Namun, dolar yang melonjak pada tahun 2022 sangat menyakitkan. Hal ini menambah tekanan inflasi global pada saat harga sudah melonjak. Gangguan ke pasar energi dan pertanian yang disebabkan oleh perang Ukraina memperbesar kendala pasokan yang berasal dari resesi dan pemulihan COVID-19.

Di Manila, Raymond Manaog, 29 tahun, yang mengendarai minibus Filipina berwarna-warni yang dikenal sebagai jeepney, mengeluh bahwa inflasi, dan terutama kenaikan harga solar, memaksanya bekerja lebih banyak untuk bertahan hidup.

“Apa yang harus kami lakukan untuk mendapatkan penghasilan yang cukup untuk pengeluaran sehari-hari kami,” katanya. “Jika sebelumnya kami menempuh rute kami lima kali, sekarang kami melakukannya enam kali.”

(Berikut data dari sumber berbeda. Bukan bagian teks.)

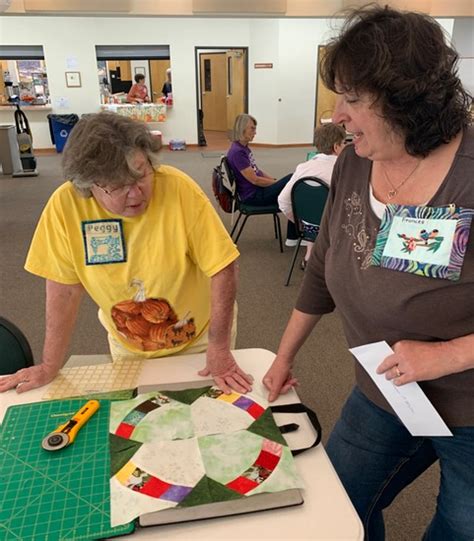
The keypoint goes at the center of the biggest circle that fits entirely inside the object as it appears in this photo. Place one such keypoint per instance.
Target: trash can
(60, 126)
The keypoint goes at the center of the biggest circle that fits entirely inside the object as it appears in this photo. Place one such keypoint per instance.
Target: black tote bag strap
(301, 408)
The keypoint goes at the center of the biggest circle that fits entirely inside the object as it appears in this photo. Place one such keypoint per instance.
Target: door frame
(201, 49)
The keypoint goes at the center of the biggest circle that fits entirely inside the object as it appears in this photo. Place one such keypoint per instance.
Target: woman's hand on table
(227, 374)
(28, 378)
(413, 360)
(279, 380)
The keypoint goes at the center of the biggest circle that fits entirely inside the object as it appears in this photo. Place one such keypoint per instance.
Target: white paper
(72, 62)
(408, 401)
(61, 103)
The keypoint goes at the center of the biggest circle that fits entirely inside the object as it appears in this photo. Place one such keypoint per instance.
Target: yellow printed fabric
(154, 290)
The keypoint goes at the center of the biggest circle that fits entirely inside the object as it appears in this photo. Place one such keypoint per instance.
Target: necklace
(395, 189)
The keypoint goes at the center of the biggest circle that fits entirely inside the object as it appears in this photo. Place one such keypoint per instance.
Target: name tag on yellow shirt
(104, 242)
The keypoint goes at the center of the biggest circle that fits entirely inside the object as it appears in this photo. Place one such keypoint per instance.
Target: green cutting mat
(61, 495)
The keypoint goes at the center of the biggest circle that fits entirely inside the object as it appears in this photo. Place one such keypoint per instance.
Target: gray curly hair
(101, 150)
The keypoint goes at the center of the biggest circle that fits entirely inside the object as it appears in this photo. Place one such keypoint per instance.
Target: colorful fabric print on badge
(427, 241)
(104, 242)
(151, 323)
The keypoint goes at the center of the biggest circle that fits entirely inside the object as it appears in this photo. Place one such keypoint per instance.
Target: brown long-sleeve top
(380, 304)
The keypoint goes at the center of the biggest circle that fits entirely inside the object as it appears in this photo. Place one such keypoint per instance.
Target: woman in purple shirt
(254, 186)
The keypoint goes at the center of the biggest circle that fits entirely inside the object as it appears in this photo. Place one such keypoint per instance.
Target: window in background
(117, 66)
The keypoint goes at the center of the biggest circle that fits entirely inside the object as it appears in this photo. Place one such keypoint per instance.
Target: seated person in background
(161, 290)
(167, 86)
(139, 92)
(329, 140)
(254, 186)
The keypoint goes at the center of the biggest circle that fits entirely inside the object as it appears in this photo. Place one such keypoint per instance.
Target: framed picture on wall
(73, 79)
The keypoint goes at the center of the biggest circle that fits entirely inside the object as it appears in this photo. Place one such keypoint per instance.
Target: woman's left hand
(227, 374)
(418, 361)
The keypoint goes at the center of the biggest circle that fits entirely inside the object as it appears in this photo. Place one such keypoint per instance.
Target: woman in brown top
(409, 171)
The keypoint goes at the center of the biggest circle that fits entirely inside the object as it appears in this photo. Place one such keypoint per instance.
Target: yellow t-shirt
(149, 274)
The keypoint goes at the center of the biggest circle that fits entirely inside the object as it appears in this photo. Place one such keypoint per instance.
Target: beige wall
(294, 8)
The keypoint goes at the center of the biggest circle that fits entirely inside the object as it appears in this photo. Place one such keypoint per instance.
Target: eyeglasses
(123, 191)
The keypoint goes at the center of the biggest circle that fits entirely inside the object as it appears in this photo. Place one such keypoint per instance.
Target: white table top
(327, 513)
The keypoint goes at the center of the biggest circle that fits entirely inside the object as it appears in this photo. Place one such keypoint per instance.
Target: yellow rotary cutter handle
(66, 433)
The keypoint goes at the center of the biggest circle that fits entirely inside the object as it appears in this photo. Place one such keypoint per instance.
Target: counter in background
(37, 118)
(147, 112)
(8, 107)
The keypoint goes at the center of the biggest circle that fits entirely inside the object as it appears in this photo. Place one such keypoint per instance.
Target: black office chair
(308, 199)
(244, 209)
(15, 351)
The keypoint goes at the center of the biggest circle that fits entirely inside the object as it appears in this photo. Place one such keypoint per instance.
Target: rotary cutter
(65, 434)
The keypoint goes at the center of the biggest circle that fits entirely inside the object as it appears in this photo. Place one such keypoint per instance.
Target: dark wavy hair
(403, 60)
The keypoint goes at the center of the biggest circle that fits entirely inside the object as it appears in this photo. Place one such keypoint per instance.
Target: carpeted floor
(324, 365)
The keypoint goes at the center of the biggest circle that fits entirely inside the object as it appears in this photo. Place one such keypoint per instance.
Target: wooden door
(236, 85)
(158, 77)
(325, 99)
(213, 91)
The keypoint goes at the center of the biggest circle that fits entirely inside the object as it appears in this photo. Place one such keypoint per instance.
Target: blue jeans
(376, 457)
(268, 195)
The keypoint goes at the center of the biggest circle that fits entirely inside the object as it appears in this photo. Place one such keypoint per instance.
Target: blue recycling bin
(60, 126)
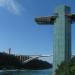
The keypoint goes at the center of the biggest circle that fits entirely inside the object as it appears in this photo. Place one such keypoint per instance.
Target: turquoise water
(26, 72)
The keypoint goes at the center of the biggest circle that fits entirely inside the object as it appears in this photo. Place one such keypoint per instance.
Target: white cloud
(12, 5)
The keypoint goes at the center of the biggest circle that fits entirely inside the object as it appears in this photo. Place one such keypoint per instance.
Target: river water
(26, 72)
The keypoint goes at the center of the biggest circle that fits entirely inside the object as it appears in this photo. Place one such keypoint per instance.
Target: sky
(19, 31)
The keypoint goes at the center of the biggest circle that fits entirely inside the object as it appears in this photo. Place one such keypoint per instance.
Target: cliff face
(11, 62)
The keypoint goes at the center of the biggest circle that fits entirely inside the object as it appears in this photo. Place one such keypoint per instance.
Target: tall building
(62, 36)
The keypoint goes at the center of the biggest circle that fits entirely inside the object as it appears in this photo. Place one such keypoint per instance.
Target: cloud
(12, 6)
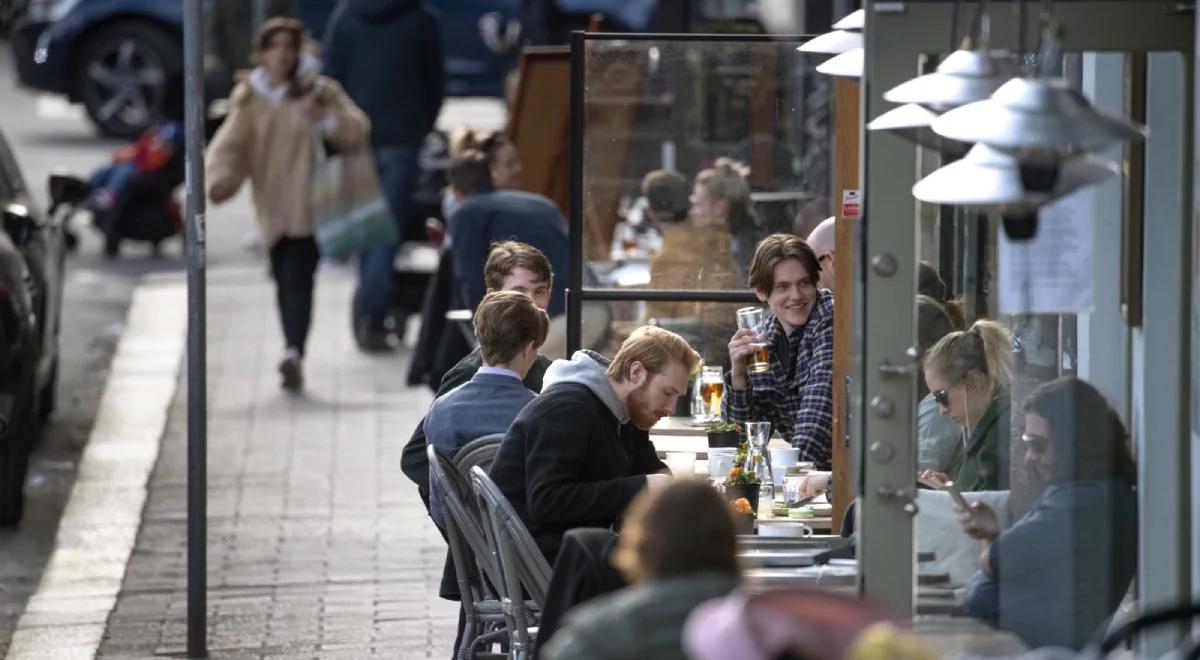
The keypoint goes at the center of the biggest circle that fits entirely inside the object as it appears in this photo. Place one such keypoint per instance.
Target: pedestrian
(270, 137)
(388, 55)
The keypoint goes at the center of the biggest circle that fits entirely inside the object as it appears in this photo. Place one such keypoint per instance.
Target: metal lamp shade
(847, 65)
(852, 21)
(963, 77)
(833, 43)
(995, 180)
(912, 123)
(1037, 119)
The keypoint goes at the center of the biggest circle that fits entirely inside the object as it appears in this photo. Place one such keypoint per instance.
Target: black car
(31, 265)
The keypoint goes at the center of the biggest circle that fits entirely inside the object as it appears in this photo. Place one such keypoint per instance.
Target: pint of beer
(754, 319)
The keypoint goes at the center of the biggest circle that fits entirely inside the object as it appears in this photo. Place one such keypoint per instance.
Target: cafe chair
(523, 568)
(480, 451)
(477, 568)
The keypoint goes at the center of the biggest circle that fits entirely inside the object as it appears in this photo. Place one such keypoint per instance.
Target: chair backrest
(517, 549)
(480, 451)
(465, 529)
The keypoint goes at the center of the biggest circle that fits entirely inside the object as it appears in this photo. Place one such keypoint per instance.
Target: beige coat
(275, 147)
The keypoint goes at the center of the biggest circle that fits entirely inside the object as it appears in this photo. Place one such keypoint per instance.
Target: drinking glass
(712, 388)
(754, 319)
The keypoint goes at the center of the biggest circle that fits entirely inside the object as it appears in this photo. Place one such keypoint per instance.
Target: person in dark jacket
(511, 267)
(1060, 571)
(388, 55)
(491, 215)
(509, 329)
(579, 453)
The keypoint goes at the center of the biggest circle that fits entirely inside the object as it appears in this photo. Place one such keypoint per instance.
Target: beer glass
(754, 319)
(712, 387)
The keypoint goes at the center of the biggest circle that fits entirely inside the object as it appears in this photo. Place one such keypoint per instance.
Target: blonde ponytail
(985, 347)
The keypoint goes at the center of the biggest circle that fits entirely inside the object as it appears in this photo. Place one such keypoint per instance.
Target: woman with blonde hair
(969, 375)
(276, 118)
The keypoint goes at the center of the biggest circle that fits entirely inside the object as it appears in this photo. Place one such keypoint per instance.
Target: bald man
(821, 240)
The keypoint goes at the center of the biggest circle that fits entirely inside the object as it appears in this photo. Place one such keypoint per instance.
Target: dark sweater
(568, 462)
(495, 216)
(388, 57)
(413, 461)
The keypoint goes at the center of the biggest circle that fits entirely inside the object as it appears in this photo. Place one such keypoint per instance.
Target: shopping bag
(349, 211)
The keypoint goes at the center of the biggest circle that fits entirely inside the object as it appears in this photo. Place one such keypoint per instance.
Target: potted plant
(741, 483)
(724, 433)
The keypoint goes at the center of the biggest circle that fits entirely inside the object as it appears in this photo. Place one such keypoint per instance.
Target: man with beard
(795, 394)
(577, 454)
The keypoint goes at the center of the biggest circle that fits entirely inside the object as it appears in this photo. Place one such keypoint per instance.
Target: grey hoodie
(588, 369)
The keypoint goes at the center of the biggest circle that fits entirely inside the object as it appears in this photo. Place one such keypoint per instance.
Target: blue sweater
(485, 405)
(495, 216)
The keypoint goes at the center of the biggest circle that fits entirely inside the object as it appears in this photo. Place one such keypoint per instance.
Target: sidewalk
(318, 546)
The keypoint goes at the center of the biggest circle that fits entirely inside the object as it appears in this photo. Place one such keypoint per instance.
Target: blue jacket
(495, 216)
(485, 405)
(388, 57)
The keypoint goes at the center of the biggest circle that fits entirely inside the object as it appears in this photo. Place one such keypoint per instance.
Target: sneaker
(291, 369)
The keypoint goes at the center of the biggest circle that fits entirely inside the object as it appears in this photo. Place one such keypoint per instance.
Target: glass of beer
(712, 388)
(754, 319)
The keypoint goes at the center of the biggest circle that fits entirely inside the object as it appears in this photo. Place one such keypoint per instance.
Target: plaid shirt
(796, 394)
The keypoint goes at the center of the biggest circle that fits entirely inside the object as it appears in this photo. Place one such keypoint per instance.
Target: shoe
(292, 371)
(372, 337)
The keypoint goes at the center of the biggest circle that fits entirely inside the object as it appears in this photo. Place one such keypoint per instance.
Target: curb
(67, 613)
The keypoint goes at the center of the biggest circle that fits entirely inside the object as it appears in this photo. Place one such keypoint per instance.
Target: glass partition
(689, 149)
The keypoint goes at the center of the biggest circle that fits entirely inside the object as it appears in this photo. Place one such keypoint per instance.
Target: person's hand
(742, 347)
(815, 483)
(658, 481)
(979, 521)
(934, 479)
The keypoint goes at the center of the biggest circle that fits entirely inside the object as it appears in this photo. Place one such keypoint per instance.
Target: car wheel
(123, 73)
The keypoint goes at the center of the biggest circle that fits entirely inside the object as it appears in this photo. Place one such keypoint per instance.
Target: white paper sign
(1051, 273)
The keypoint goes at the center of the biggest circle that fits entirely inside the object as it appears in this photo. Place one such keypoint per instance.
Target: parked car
(31, 264)
(115, 55)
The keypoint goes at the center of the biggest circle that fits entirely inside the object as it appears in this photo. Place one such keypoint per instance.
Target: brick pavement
(318, 546)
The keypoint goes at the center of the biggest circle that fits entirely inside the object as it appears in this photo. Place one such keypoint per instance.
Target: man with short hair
(509, 328)
(822, 241)
(796, 391)
(489, 215)
(510, 267)
(579, 453)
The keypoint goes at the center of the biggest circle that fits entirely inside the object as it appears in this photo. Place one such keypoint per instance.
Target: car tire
(121, 76)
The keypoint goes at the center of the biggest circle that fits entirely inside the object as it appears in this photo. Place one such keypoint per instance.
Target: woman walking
(276, 119)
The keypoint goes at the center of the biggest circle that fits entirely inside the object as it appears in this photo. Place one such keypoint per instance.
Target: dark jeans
(293, 267)
(397, 168)
(582, 571)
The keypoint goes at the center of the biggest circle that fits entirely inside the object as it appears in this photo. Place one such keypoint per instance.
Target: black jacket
(388, 55)
(413, 461)
(568, 462)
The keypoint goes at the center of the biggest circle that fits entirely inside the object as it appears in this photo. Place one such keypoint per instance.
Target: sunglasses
(1037, 443)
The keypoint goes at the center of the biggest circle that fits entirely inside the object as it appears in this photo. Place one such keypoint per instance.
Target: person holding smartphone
(1057, 574)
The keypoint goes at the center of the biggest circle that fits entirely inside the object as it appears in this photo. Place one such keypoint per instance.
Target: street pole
(197, 385)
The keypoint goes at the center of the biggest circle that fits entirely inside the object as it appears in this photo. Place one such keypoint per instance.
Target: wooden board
(847, 129)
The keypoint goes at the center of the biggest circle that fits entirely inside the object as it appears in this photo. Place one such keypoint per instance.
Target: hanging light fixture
(833, 43)
(912, 123)
(847, 65)
(993, 180)
(1042, 120)
(965, 76)
(852, 21)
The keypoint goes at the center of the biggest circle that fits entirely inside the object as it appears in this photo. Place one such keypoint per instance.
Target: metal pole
(197, 387)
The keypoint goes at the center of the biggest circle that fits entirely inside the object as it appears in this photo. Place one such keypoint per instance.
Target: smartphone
(957, 496)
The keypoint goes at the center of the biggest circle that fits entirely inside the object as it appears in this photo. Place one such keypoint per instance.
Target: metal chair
(475, 567)
(523, 568)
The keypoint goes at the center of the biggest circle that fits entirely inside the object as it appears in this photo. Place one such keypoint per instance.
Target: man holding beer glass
(783, 361)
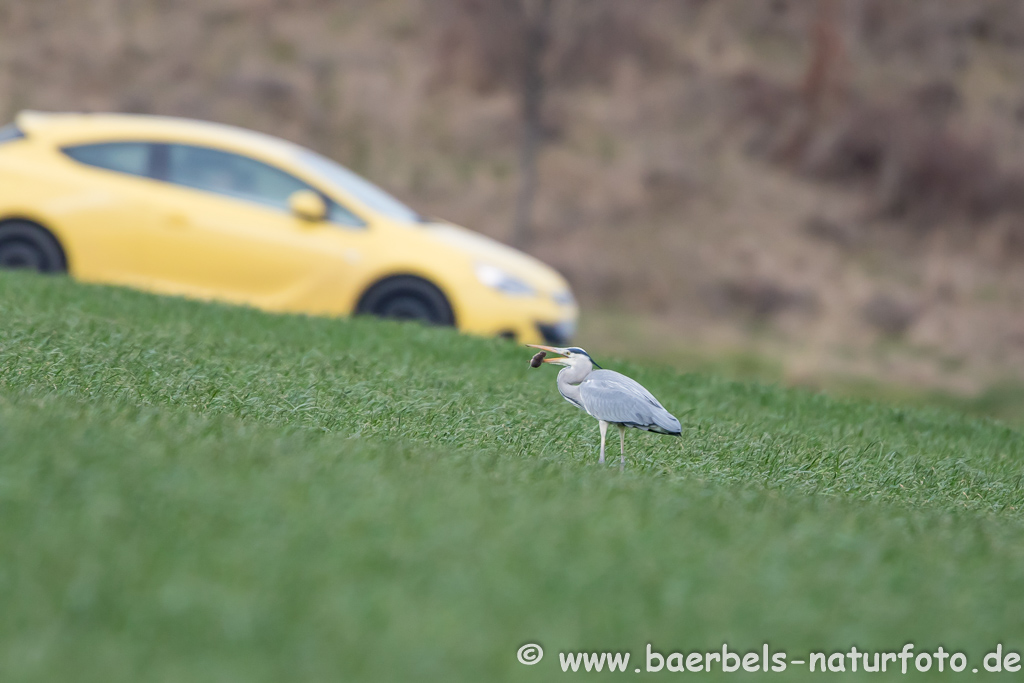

Di ibu kota India, New Delhi, Ravindra Mehta telah berkembang selama beberapa dekade sebagai perantara bagi eksportir almond dan pistachio Amerika. Tapi rekor penurunan rupee, di atas bahan baku dan biaya pengiriman yang lebih tinggi, telah membuat kacang jauh lebih mahal bagi konsumen India.

Pada Agustus, India mengimpor 400 kontainer almond, turun dari 1.250 kontainer tahun sebelumnya, kata Mehta. “Jika konsumen tidak membeli, itu mempengaruhi seluruh rantai pasokan, termasuk orang-orang seperti saya,” katanya.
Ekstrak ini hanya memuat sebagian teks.